The clavicle, commonly known as the collarbone, is a long bone that connects the shoulder blade to the upper part of the breastbone. Clavicle Fracture, or broken collarbone, is a very common injury that can be caused as a result of a direct blow or bump to the shoulder. Children and young adults are most likely to suffer from a Clavicle Fracture.
- Falls: Falling against the shoulder with an outstretched hand can lead to a fracture in the clavicle bone.
- Vehicle trauma: It can also be caused due to a bike, car, or other motor vehicle collision.
- Sports injuries: Direct blow to the shoulder while playing sports can also cause the collarbone break.
- Birth injury: Infants can also break their clavicle as a result of the force put in by the mother to deliver the baby.
- Intense pain and inflammation
- Pain increases while moving the shoulder
- Visible deformity or bump near the shoulder
- Inability to lift the arm
- Drooping shoulder
- Cracking or grinding sound when trying to move the shoulder
- Stiffness in the shoulder
To make a diagnosis for Clavicle Fracture, the orthopedic surgeon may examine the affected area to look for visible deformity, swelling, tenderness or an open wound. The patient might be recommended to undergo certain imaging tests such as X-rays and CT scans to determine the extent of the injury, pinpoint the exact location, and determine if any surrounding joints or muscles are damaged.
- Immobilization: The patient may be suggested to wear a sling for some days to provide support and restrict the movement of the affected shoulder.
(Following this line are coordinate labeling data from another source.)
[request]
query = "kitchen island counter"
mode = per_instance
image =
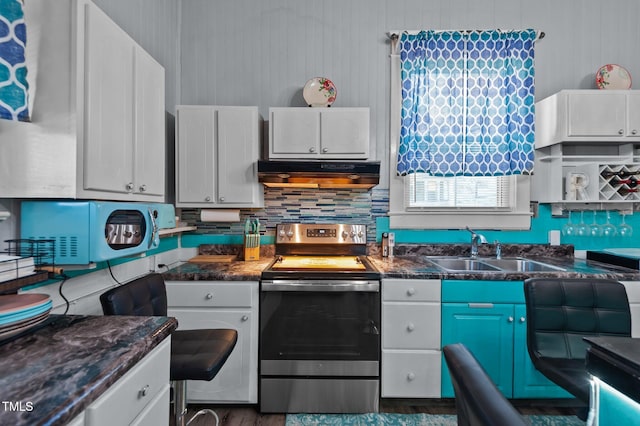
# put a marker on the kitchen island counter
(53, 373)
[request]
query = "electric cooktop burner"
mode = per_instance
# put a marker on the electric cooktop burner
(323, 251)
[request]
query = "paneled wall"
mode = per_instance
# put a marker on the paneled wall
(248, 52)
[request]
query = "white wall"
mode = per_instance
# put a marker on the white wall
(247, 52)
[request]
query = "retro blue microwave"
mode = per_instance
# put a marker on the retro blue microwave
(91, 231)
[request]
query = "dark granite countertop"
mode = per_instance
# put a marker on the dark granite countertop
(616, 361)
(411, 262)
(418, 267)
(69, 361)
(231, 271)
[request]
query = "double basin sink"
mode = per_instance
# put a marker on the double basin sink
(505, 264)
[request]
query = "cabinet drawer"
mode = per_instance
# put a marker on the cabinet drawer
(411, 374)
(157, 412)
(126, 398)
(411, 290)
(210, 294)
(411, 326)
(461, 291)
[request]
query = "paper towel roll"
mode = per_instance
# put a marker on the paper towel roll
(220, 215)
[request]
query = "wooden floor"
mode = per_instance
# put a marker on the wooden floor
(249, 416)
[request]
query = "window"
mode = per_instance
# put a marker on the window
(481, 192)
(461, 156)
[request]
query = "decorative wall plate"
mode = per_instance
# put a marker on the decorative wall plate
(319, 92)
(613, 77)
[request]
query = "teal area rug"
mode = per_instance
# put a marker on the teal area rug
(394, 419)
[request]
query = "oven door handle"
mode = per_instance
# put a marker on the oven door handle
(316, 286)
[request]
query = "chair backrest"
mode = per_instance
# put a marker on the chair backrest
(144, 296)
(478, 401)
(561, 312)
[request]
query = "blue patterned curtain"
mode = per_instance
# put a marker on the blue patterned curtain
(467, 103)
(13, 69)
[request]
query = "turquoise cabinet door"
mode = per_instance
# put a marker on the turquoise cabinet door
(486, 329)
(527, 381)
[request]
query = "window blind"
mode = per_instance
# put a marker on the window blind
(482, 192)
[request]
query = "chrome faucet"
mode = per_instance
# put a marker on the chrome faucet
(475, 240)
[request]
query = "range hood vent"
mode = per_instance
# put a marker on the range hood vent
(318, 174)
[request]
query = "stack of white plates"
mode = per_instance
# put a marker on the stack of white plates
(20, 312)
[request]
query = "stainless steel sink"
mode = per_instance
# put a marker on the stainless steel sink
(519, 264)
(509, 264)
(462, 264)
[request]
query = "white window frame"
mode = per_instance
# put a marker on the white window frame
(401, 216)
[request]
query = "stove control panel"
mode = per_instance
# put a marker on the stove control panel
(299, 233)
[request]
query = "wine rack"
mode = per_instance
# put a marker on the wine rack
(619, 182)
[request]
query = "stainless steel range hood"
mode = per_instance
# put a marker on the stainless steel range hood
(318, 174)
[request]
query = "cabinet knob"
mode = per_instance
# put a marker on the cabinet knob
(143, 392)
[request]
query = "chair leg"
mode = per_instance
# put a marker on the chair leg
(180, 405)
(179, 402)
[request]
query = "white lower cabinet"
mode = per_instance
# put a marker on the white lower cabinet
(411, 355)
(140, 397)
(221, 304)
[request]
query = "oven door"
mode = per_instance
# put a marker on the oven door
(334, 322)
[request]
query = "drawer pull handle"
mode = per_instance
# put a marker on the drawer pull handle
(481, 305)
(143, 392)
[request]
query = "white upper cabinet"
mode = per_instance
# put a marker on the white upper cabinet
(98, 115)
(217, 150)
(588, 116)
(316, 133)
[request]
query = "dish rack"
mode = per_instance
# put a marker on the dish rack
(26, 257)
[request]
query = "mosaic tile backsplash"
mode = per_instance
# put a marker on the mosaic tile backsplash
(358, 206)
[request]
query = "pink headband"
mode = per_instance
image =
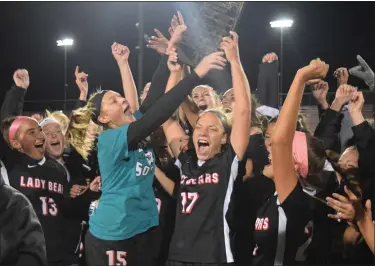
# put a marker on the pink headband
(16, 124)
(300, 153)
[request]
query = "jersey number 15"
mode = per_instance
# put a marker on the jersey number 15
(188, 196)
The duration to wear the sling usually depends upon the severity of the injury.
- Medications: The orthopedic doctor may also recommend over-the-counter anti-inflammatory medications to provide relief from the pain and tenderness.
- Physical Therapy: In many cases, physical therapy may be required simultaneously while wearing a sling. This helps to minimize stiffness and lack of motion in the shoulder. After the sling has been removed, rehabilitation exercises may be needed to restore muscle strength and flexibility.
- Surgery: Surgery might be required in case of an open fracture if the broken bone has cut through the skin The bone has smashed into several pieces The bone has been severely dislocated. During the procedure, the orthopedic surgeon may hold the bone in its place using plates, screws, or rods.